12 de janeiro de 2015 |
N° 18040
MOISÉS MENDES
Oportunistas
Você se lembra daquele conhecido
que apareceu de repente ao seu lado nas passeatas do inverno de 2013. O que
aquele cara fazia ali?
Muita gente não sabe o que
determinadas pessoas faziam nas ruas em 2013. Reacionários de naipes variados
tiraram proveito das passeatas. Fascistas desceram a João Pessoa ao seu lado,
nas noites daquele inverno, para afrontar a imprensa e jornalistas considerados
inimigos.
Agora, no fim de semana, as
passeatas em Paris foram pelas liberdades e contra o extremismo que mata. Os
cartunistas da Charlie Hebdo incorporaram a resistência genuína contra terror.
Os franceses morreram pelo humor sem limites.
Todo mundo é Charlie. Sua
namorada é Charlie, seu colega é Charlie, sua tia será Charlie e ai de quem não
queira ser Charlie.
Eu mesmo fui acusado, por causa
de textos que publiquei em ZH, na sexta e no domingo, de não ser Charlie. Ser
Charlie seria o que mesmo?
Seria engajar-se de forma
incondicional a tudo o que os cartunistas faziam? Não há como. Se houvesse, a
Charlie Hebdo não seria uma revista com apenas 50 mil exemplares. E todos
atacariam todos, sem freios. Jesus, Maomé, Nossa Senhora, ateus, prostitutas, ex-comunistas,
africanos, gays seriam apedrejados sem parar.
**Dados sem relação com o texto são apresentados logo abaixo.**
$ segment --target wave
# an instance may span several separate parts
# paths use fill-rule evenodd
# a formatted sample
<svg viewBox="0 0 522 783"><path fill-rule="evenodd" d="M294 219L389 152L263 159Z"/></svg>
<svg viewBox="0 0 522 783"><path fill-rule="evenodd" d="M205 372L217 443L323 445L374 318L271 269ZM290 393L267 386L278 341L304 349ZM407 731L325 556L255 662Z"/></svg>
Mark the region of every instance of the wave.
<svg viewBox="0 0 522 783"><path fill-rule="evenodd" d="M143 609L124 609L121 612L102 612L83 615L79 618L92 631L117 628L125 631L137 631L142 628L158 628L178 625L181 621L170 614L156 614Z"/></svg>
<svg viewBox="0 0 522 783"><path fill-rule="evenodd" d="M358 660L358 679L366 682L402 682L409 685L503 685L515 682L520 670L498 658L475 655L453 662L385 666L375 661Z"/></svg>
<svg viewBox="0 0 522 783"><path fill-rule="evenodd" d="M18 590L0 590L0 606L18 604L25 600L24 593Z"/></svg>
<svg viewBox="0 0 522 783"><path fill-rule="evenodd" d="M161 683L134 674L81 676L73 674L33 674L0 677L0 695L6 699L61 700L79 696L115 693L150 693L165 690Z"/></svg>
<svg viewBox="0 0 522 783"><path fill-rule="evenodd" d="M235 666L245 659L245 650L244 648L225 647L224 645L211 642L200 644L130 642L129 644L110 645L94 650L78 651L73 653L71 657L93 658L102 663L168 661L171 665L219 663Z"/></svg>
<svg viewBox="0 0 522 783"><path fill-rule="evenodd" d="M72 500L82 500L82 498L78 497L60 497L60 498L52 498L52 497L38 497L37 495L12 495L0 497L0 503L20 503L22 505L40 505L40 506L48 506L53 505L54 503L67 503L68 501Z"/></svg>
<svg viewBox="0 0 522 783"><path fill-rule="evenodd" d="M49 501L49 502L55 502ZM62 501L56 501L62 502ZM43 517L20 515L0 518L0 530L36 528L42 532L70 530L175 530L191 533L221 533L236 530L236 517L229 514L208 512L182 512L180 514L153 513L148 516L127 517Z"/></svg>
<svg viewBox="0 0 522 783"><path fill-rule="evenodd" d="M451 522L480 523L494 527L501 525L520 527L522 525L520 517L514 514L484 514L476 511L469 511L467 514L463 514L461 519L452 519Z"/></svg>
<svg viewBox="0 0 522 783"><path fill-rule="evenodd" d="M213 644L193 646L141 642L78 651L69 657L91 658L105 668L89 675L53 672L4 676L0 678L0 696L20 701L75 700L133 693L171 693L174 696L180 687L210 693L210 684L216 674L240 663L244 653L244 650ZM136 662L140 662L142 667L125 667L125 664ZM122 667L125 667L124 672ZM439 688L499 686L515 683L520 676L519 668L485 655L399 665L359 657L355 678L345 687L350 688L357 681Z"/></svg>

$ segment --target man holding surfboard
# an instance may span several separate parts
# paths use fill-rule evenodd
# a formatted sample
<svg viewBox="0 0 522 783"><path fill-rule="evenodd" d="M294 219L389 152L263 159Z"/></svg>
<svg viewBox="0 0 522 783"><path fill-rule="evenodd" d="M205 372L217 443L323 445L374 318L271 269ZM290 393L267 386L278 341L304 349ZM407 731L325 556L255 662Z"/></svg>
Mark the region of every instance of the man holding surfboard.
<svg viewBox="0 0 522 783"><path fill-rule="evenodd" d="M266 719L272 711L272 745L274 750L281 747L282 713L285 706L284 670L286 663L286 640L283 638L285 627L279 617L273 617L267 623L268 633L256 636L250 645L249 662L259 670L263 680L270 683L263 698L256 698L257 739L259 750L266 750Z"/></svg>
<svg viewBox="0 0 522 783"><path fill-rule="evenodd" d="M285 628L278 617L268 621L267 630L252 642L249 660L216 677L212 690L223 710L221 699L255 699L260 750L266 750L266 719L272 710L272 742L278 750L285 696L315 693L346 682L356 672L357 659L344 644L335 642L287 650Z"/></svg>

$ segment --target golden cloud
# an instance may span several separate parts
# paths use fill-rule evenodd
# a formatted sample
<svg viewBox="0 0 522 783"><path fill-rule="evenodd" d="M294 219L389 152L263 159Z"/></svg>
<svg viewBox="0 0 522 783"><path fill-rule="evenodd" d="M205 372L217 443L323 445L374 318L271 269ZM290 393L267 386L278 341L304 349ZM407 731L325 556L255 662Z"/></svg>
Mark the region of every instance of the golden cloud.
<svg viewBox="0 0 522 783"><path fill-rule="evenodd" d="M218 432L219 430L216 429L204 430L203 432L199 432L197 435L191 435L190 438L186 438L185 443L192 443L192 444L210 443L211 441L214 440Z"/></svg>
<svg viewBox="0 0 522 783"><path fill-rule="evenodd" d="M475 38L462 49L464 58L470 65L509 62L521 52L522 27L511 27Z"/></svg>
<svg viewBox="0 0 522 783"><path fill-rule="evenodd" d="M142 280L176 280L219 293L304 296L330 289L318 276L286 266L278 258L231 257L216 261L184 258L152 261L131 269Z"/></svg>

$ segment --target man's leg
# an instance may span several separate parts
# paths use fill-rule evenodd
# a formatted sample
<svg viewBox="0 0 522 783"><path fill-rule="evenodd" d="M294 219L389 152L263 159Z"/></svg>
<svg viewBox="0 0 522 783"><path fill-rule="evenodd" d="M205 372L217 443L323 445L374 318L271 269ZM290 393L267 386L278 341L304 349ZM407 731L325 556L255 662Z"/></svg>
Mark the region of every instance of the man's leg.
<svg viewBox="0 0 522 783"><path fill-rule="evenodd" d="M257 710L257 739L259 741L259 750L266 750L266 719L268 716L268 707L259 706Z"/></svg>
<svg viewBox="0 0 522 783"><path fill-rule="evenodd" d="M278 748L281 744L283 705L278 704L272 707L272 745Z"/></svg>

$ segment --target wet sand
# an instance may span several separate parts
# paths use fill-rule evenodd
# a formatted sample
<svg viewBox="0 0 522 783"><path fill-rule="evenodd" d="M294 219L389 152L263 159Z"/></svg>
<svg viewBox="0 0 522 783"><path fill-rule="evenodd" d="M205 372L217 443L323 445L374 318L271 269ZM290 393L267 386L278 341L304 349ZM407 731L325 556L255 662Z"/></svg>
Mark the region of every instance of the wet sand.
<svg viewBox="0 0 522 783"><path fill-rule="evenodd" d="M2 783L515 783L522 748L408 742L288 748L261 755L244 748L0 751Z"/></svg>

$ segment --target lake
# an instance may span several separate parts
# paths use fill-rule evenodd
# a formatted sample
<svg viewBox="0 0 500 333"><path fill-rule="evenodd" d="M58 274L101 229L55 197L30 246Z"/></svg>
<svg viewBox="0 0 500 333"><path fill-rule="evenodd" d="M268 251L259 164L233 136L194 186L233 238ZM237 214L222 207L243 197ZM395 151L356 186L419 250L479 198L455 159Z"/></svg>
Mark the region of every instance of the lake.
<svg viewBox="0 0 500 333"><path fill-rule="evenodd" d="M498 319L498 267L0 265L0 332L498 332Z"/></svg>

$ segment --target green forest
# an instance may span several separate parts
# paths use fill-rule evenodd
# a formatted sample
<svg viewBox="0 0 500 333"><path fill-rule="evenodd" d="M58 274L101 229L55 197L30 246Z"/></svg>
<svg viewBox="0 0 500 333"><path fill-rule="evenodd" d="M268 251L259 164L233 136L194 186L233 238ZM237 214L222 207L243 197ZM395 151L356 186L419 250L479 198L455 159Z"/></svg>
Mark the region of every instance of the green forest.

O mundo seria insuportável se
todos fossem Charlie em casa, na firma, na repartição, na escola ou no
jornalismo.
Assim como seria improvável que,
nos anos 70, todos fossem Pasquim. Seria uma farsa grotesca se, em novembro de
1970, depois da prisão de quase toda a Redação do jornal pela ditadura, os
cariocas tivessem saído às ruas com cartazes: Eu sou Pasquim.
Sei, você pode dizer que a
indignação agora envolve terror e morte. Sei, porque também concordo (mesmo que
não deva ficar dizendo o óbvio) que tudo isso é condenável. Vivo da liberdade
de expressão.
Mas não dá pra aguentar tantos
Charlies. Velhos reacionários brasileiros agora são libertários à francesa.
Como disseram Willem e Luz, dois
cartunistas sobreviventes, os oportunistas deveriam recolher suas pombas da
paz, porque pombas da paz não têm nada a ver com Charlie Hebdo. Mas vá você
dizer a um farsante que ele não é Charlie.